In their method, they predict the transformation from the representations of the original and transformed image. To predict parametric transformations, they use a loss function based on the difference of the parameters of the transformation. For GAN-Induced transformations, they calculate the difference between the noise parameters for the loss function. Finally, for non-parametric transformations, they measure the average distance between the transformations and the randomly sampled images.
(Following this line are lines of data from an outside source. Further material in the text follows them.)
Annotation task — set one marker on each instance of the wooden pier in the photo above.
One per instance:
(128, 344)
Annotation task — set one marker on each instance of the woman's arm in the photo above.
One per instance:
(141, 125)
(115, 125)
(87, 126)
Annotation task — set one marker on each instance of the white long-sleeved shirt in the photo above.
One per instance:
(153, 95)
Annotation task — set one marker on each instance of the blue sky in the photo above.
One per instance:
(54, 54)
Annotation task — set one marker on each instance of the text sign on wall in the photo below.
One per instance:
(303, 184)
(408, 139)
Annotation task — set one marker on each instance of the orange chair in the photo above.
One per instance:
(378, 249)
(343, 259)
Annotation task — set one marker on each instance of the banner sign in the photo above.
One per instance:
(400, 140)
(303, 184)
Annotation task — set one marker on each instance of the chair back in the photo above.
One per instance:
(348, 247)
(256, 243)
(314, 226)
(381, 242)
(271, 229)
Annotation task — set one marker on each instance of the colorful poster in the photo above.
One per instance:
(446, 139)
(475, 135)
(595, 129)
To evaluate the model, they build a classifier on top of the architecture they use for a dataset. They test their model on the CIFAR-10, Imagenet and the Places dataset. In the CIFAR-10 experiment, they adopt a Network in Network (NIN) architecture which they train by SGD with a composition of transformations. For classification, they use a model-based and a model-free classifier. For the model-based classifier, they build a non-linear classifier with three FC layers. The model-free classifier is a KNN classifier based on the average pooled features from the second convolutional block. The AET outperforms all the other unsupervised methods. Additionally, with the convolutional classifier, AET performs almost similar to fully supervised NIN architecture. However, a direct comparison between AET and other experiments is difficult, as other methods have different architectures and hyperparameters. In the Imagenet dataset, they take two AlexNet branches with its 1000-way linear classifier. They achieve the best results among the other unsupervised models. In the places dataset, they assess the generalisability of their representations by using the previous architecture pretrained on Imagenet. They achieve the best results except in a few scenarios.
Although AET gets impressive results, the motivation to encode transformations instead of data isn’t clear and scattered throughout the paper. Also, all of their results are based on parametric transformations because they couldn’t get as good results with other operators. However, they couldn’t concretise on why other transformations didn’t work well. The paper presents an excellent motivation to improve unsupervised methods of learning. They explain their methods and evaluations in-detail and use ablations to find out the exact reasons. Along with the advantages, they also highlight the drawbacks of their approach, providing a balanced view. However, it was hard to understand the motivation to learn transformations instead of data. Bringing together the motivation for transformations in the introduction would have explained their approach better.